- Karikala Chola Invasion of Srilanka: Part of Chola–Sinhalese wars
| Date | c. 110 CE (traditional date) |
| Location | Anuradhapura, Sri Lanka |
| Result | Chola victory (traditional account) |

Belligerents
- Early Cholas: Lambakanna dynasty

Commanders and leaders
- Karikala: Vankanasika Tissa

Strength
- Unknown: Unknown

Casualties and losses
- Unknown: Unknown; 12,000 reportedly captured

= Chola invasion of Anuradhapura =

According to the Rajavaliya, Karikala, the leader of the Chola dynasty, invaded Sri Lanka in 110. Karikala’s forces defeated the ruler Vankanasika Tissa and capturing 12,000 Sinhalese prisoners of war, who were used for forced labor during the construction of the Grand Anicut.

== Events ==
The Chola invasion of Anurathapura happened in 110 AD, during the reign of Vankanasika Tissa, the ruler of the Lambakanna dynasty.
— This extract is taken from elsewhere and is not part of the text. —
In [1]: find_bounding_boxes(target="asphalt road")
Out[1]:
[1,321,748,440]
Karikala had a powerful navy, which he used to capture Sri Lanka. During the campaign, Karikala’s forced defeated Vankanasika Tissa and captured 12,000 Sinhalese Prisoners along with treasures and The war Prosoners was to work as slaves to build the Kaveri Dam. Kallanai is a massive dam of unhewn stone, 329 metres (1,080 ft) long and 20 metres (60 ft) wide, across the main stream of the Kaveri. A later Chola record from Tiruvaduturai refers to this event that is raising the banks of the Kaveri by Parakesari Karikala Chola.